Ein Sammelband stellt die Gedichte der Rumänin Nora Iuga endlich auch dem hiesigen Publikum in allen Facetten vor.

Ein Wörtlichnehmen aller Phänomene, wie man es aus Träumen kennt, hat in der rumänischen Lyrik Tradition. Im Traum hält sich alles frisch, bleibt die Kamelschnauze gelb und der Schrei des Zwergs mit der Blechtrommel gellend. „Wann werden wir schlafende Logiker, schlafende Philosophen haben?“, hatte André Breton in einem surrealistischen Manifest gefordert. Es waren Rumänen wie Eugène Ionesco oder der bedeutende Lyriker Gellu Naum, die sich als Bretons gelehrigste Schüler erwiesen und in einem Land mit jahrzehntelang absurden politischen Zuständen den „rumänischen Traum“ bewahrt haben. „du, Vergrabene, rief da Gellu Naum / und stopfte mir eine Handvoll Blätter in den Rachen / welch grüne Agonie, stell dir doch vor / ja, stell dir vor, welch eine grüne Agonie“, heißt es in Nora Iugas Gedicht „Au Ralenti“ aus dem Zyklus „Die Nachtdaktylographin“.

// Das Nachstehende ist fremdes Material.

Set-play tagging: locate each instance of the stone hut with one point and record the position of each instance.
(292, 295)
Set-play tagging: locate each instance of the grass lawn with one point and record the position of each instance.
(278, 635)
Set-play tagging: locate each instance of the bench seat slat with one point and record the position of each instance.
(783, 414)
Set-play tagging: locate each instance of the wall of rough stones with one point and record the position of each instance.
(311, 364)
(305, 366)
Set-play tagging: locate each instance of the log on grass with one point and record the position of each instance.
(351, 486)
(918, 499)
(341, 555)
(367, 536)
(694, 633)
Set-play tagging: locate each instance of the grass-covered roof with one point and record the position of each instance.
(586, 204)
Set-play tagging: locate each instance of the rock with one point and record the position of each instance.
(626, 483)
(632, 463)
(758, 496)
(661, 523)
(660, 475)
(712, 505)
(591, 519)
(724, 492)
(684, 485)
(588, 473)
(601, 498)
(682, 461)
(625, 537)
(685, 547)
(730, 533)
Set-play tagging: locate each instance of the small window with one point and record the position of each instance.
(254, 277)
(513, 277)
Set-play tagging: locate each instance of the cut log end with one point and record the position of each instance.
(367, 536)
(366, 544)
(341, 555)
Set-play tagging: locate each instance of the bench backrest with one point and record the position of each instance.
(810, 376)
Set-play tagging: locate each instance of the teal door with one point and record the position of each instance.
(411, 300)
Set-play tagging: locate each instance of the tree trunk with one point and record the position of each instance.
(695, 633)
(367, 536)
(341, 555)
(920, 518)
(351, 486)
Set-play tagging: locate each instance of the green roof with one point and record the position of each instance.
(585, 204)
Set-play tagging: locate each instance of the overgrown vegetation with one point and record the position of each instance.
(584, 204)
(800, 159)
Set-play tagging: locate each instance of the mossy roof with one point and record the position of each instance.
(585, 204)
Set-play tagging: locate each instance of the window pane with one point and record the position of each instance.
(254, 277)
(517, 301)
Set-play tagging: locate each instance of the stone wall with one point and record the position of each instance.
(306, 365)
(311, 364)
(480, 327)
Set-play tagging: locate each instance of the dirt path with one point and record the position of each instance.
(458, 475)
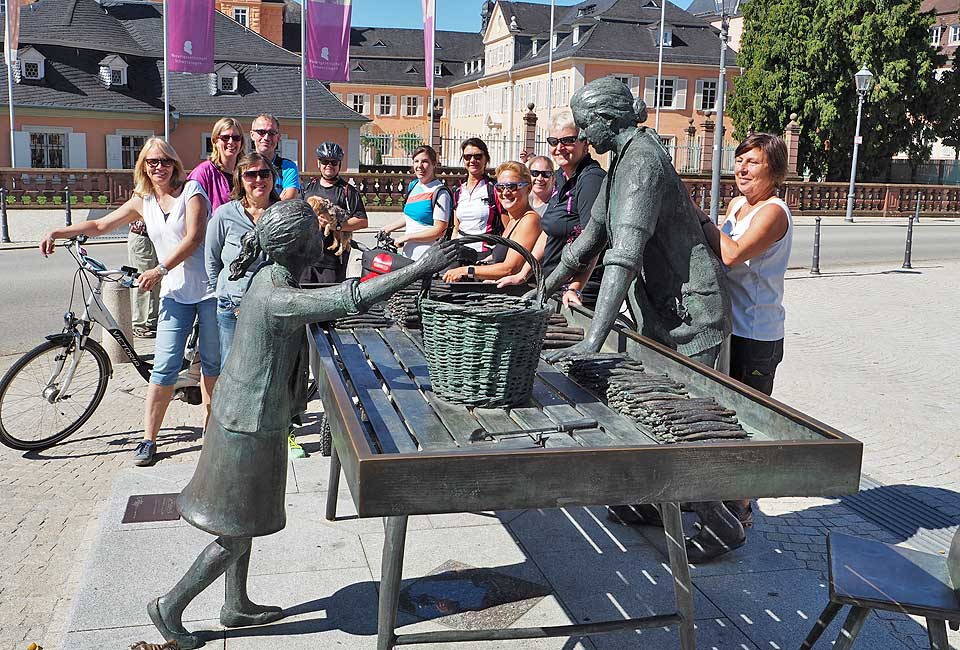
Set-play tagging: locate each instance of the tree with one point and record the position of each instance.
(799, 56)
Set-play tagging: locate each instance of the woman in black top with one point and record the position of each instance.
(578, 182)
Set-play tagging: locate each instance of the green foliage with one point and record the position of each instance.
(799, 56)
(409, 141)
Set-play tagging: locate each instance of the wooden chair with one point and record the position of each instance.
(871, 575)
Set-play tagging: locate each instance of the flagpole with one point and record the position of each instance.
(303, 85)
(433, 74)
(9, 62)
(166, 78)
(550, 64)
(656, 97)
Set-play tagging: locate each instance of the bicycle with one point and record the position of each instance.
(50, 392)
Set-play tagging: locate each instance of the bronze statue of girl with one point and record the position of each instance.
(237, 490)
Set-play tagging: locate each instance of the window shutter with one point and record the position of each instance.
(114, 152)
(21, 148)
(77, 150)
(680, 96)
(649, 91)
(290, 149)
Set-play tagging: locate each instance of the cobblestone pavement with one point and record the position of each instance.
(867, 352)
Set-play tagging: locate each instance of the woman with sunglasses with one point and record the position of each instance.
(478, 210)
(175, 212)
(520, 223)
(253, 192)
(215, 175)
(426, 212)
(542, 172)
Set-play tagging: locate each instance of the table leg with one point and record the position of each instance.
(683, 586)
(333, 484)
(391, 571)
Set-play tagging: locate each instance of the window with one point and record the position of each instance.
(130, 146)
(385, 105)
(411, 106)
(706, 97)
(47, 150)
(935, 33)
(360, 103)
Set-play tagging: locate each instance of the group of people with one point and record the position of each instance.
(186, 230)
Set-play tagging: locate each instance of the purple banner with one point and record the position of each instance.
(328, 40)
(190, 35)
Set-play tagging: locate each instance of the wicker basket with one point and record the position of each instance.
(482, 351)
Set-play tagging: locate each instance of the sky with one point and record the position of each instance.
(454, 15)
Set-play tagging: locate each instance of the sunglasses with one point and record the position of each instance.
(567, 140)
(252, 174)
(159, 162)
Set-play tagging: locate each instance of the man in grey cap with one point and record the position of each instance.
(331, 186)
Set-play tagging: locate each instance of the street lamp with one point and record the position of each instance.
(864, 79)
(725, 8)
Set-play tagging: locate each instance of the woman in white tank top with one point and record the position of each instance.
(754, 244)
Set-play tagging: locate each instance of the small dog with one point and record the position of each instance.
(328, 214)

Die 1931 in Bukarest geborene Lyrikerin, verdienstvolle Übersetzerin aus dem Deutschen und vor Energie übersprudelnde Hutliebhaberin ist seit Jahrzehnten eine feste Größe im kulturellen Leben ihres Landes. Nun wird ihr poetisches Werk mit einem vorzüglichen Sammelband endlich auch dem hiesigen Publikum in allen Facetten vorgestellt. „Ich hatte ein schönes Leben. Mit 60 Jahren bin ich dem Kommunismus entronnen“, schreibt sie im Nachwort mit jener knisternden Lakonik, die eines ihrer Markenzeichen ist. „Morbiden Erotismus“ hatte ihr die Zensur in der Ceausescu-Ära vorgeworfen, woraufhin sie acht Jahre lang keine Zeile mehr veröffentlichen durfte.

Bildkräftige Objektivationen und die Kombination gegensätzlicher Formelemente ziehen sich durch Nora Iugas Œuvre, halten etwa ein lyrisches Ich als „Mädchen mit den tausend Falten“ so frappierend frisch und elastisch. Aber auch ein albtraumhafter Schrecken bleibt. Ihm begegnet die Dichterin mit einer ungestüm erotischen Wort- und Lebenssuche: „Du nicht, nein, nicht du, die Inspiration ist ein Papagei, der redet, er wiederholt das Wort, das er nicht kennt.“

Nora Iuga: Gefährliche Launen. Ausgewählte Gedichte. Aus dem Rumänischen von Ernest Wichner, mit einem Nachwort von Mircea Cartarescu. Klett-Cotta, Stuttgart 2007. 136 S., 19 €.